Project/Area Number |
12206058
|
Research Category |
Grant-in-Aid for Scientific Research on Priority Areas (C)
|
Allocation Type | Single-year Grants |
Review Section |
Biological Sciences
|
Research Institution | Nara Institute of Science and Technology |
Principal Investigator |
釣本 敏樹 奈良先端科学技術大学院大学, バイオサイエンス研究科, 助教授 (30163885)
|
Project Period (FY) |
2000
|
Project Status |
Completed (Fiscal Year 2000)
|
Keywords | 1分子解析 / 透過式電子顕微鏡 / 原子間力顕微鏡 / 複製フォーク / クランプ / クランプ ローダー |
Research Abstract |
複製、転写等の基本的な細胞機能は、DNAを足場として多数の関連因子が集合体を形成し、その上で特有の反応を進行する。

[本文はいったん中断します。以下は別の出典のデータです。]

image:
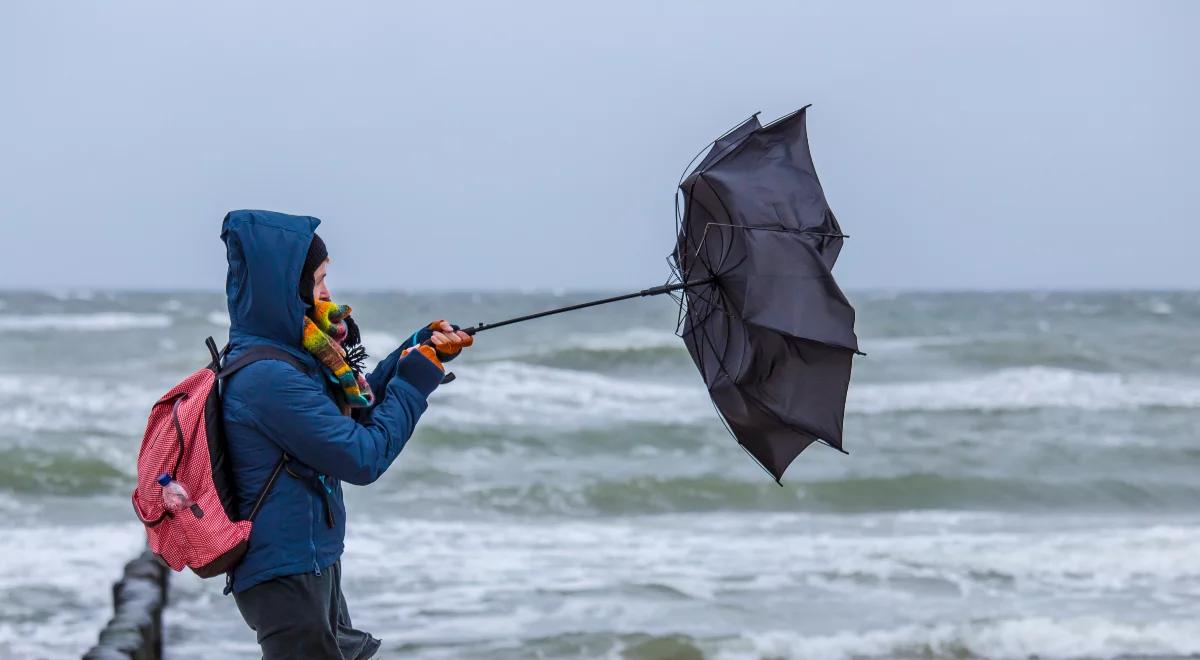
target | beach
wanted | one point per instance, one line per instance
(1020, 481)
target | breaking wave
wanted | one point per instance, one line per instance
(1027, 388)
(82, 323)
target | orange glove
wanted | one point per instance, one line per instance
(427, 353)
(448, 340)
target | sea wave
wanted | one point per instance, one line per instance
(1027, 388)
(852, 495)
(83, 323)
(58, 583)
(1047, 637)
(509, 393)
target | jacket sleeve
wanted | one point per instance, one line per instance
(294, 412)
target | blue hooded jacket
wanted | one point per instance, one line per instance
(270, 407)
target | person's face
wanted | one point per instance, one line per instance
(319, 291)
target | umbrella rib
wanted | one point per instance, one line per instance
(735, 127)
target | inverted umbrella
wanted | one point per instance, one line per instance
(760, 312)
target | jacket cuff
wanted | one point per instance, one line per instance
(419, 372)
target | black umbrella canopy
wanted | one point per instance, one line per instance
(763, 319)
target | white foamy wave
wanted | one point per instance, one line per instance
(71, 294)
(66, 574)
(1158, 306)
(1008, 639)
(379, 343)
(379, 346)
(633, 339)
(508, 393)
(907, 345)
(1027, 388)
(34, 403)
(105, 321)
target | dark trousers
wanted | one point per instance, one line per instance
(304, 616)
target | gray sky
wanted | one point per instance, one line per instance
(537, 145)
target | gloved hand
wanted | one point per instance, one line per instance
(426, 352)
(447, 339)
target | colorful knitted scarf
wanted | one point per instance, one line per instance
(327, 329)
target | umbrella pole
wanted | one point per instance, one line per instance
(653, 291)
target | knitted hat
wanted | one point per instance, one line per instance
(317, 255)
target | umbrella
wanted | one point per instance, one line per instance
(765, 322)
(762, 318)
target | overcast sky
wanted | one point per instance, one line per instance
(538, 144)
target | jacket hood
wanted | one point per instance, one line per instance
(267, 252)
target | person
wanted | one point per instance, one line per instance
(327, 426)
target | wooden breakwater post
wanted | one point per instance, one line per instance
(138, 599)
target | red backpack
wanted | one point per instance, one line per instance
(185, 439)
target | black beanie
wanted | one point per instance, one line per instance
(317, 253)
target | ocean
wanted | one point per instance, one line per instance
(1021, 481)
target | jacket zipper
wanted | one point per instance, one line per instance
(312, 535)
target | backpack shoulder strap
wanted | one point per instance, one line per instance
(257, 353)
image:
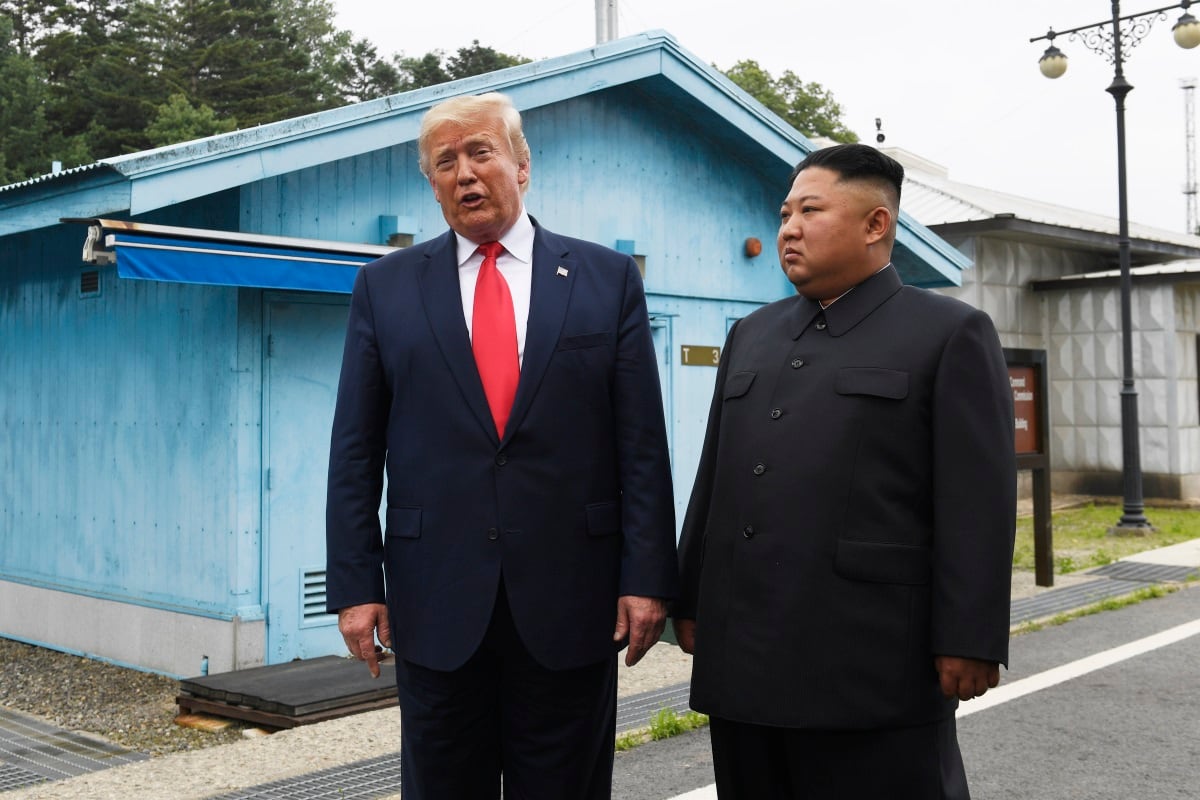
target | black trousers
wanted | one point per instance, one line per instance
(503, 719)
(763, 763)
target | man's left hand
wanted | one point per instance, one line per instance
(966, 678)
(641, 620)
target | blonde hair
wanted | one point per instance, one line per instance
(468, 110)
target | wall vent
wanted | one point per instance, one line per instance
(89, 283)
(312, 599)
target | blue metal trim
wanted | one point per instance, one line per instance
(180, 260)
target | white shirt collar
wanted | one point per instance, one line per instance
(517, 241)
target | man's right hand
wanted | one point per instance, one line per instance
(359, 626)
(685, 633)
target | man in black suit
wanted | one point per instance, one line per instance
(504, 378)
(846, 555)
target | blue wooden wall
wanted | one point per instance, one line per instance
(135, 421)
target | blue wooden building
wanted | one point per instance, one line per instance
(167, 402)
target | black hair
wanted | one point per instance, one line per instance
(856, 162)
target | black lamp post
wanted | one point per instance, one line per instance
(1105, 37)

このため、個々の蛋白質分子の機能の理解には、それらが機能複合体を形成する際の分子集合とその動態を理解することが必須である。この目的には蛋白質の1分子レベルの分解能による形態観察が有効と考えられる。そこで、機能複合体として複製フォーク複合体を研究材料とし、そこに含まれる因子の分子形態と機能との連関を明らかにする。この研究を基にして、機能複合体の構成と分子形態を解析する方法論を確立し、蛋白質機能の解明における分子形態情報の有効性を明らかにすることを目的とする。 蛋白質の白金蒸着試料の透過式電子顕微鏡(TEM)による観察およびナノカーボンプローブを使用した原子間力顕微鏡(AFM)観察を試み、いずれも蛋白質の分子形態観察に有効であることを明らかにした。たとえば、これらの方法により真核生物の複製フォーク構成因子であるクランプ(PCNA)とそのローダー(RFC)の複合体形成過程の解析を行い、それぞれの因子の分子集合様式、サブユニットの配置が明らかにできた。さらにATP添加による構造変化を観察することができた。さらに両者の複合体像が観察され、形成時の各因子間の位置関係を解明することができた。 ここで試みたTEM,AFMによる分子レベルの形態観察は、蛋白質分子の動態、さらにそれらの集合した機能複合体の分子集合を明らかにするのに有効な方法であった。したがって分子形態という情報は蛋白質機能の同定、推定をする上で、有効な要素となりうる。また複合体の集合様式を直接観察することができ、今後研究対象が拡大する高次複合体の解析法として重要性が増加すると思われる。しかし、現在の技術では個々のサブユニット、集合体内のより複雑な位置関係については、解析に限界があり、各構成要素の観察像内での同定法の開発が必要である。この改善によりこれらの方法の有効性はさらに拡大することが期待される。